The two marry and move to a Nazi mountain retreat for pregnant "Aryan" women. Though he attempts to pass as an Aryan himself, the other Germans treat him with condescension and disdain; he must get a dispensation from the doctor in order to be able to impregnate his wife, submitting to a humiliating physical exam in the process. When they eventually do have a child, their son is born retarded, and spends the day hammering nails into the floor.

After expressing doubts about the German invasion of the Soviet Union, Dítě is fired and finds work as a waiter at a café in Prague while Lise works at the front lines. Near the end of the war, Lise is killed in the bombing of Cheb. In the rubble, Dítě finds a briefcase full of stamps stolen from a Jewish ghetto. He sells the stamps and uses the proceeds to build his own hotel in an abandoned quarry. Among his guests is John Steinbeck. The fame and wealth he amasses fulfill the dreams of his youth, and yet his status as a Nazi collaborator leaves him alienated from Prague's other hoteliers. After the communist takeover of Czechoslovakia, the hotel is nationalized, and Dítě is thrown into "millionaire's prison", in which the inmates live in high style and have access to all the luxuries they had on the outside.
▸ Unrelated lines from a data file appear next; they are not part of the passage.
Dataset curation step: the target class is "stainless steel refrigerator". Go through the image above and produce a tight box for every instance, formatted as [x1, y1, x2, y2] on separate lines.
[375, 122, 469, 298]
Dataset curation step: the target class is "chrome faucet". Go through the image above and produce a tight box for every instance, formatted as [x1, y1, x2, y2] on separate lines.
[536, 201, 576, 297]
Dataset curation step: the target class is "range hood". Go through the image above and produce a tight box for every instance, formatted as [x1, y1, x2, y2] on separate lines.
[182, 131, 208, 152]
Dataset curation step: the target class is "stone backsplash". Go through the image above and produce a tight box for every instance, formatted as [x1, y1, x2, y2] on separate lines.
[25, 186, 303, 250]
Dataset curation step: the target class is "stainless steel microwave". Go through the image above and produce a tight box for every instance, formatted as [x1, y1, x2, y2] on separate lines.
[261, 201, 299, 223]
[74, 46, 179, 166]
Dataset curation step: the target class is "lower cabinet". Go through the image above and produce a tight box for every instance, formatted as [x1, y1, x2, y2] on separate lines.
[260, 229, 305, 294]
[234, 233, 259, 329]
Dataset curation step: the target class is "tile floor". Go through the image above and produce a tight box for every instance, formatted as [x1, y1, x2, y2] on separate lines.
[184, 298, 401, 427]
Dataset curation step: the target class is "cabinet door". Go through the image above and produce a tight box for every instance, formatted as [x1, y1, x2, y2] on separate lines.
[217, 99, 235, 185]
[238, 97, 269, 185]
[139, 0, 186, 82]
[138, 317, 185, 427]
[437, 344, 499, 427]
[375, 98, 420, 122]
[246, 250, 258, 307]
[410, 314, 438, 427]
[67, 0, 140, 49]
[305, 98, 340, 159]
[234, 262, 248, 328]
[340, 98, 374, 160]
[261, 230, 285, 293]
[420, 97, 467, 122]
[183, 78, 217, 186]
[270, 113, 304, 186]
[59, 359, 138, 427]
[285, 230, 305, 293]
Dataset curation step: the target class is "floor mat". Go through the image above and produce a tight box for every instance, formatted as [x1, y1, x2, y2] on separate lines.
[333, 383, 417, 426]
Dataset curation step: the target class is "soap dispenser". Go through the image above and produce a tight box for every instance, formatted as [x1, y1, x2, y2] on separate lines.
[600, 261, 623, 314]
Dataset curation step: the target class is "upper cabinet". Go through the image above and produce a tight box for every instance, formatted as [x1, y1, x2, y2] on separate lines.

After the prison is closed down, Dítě works a brief stint at a lumber mill before securing himself a job as a road repairer in the isolated mountains. He lives largely isolated from the world, save for the company of a few animals. He trades his youthful pursuit of temporal pleasures for quiet contemplation and spiritual growth. He comes to accept himself, overcoming the insecurity he felt throughout his life. The book ends with Dítě describing how he started to write the novel in the first place.

==Reception==
The English literary critic James Wood wrote in the London Review of Books in 2001: "I Served the King of England is a joyful, picaresque story, which begins with Baron Munchausen–like adventures, and ends in tears and solitude, a modulation typical of Hrabal's greatest work."

==Adaptation==
After the fall of communism, the Czech filmmaker Jiří Menzel attempted to make a film from I Served the King of England. Menzel had in the past directed several films based on Hrabal's stories, such as Closely Watched Trains and Larks on a String. The struggle to get the film made in the transformed film industry became much publicized, and culminated in 1998, when Menzel, after hearing his producer had sold the rights, attacked the producer at the Karlovy Vary International Film Festival and beat him with a big stick. The stick was later sold at auction. The film rights were passed between different producers, and at one point the story was under development to be turned into a television soap opera. In the early 2000s, a film was under development by the writer-director duo Petr Jarchovský and Jan Hřebejk. In the end Menzel did direct the film. A co-production between Czech, Slovak, German and Hungarian companies, I Served the King of England premiered in the Czech Republic on 21 December 2006.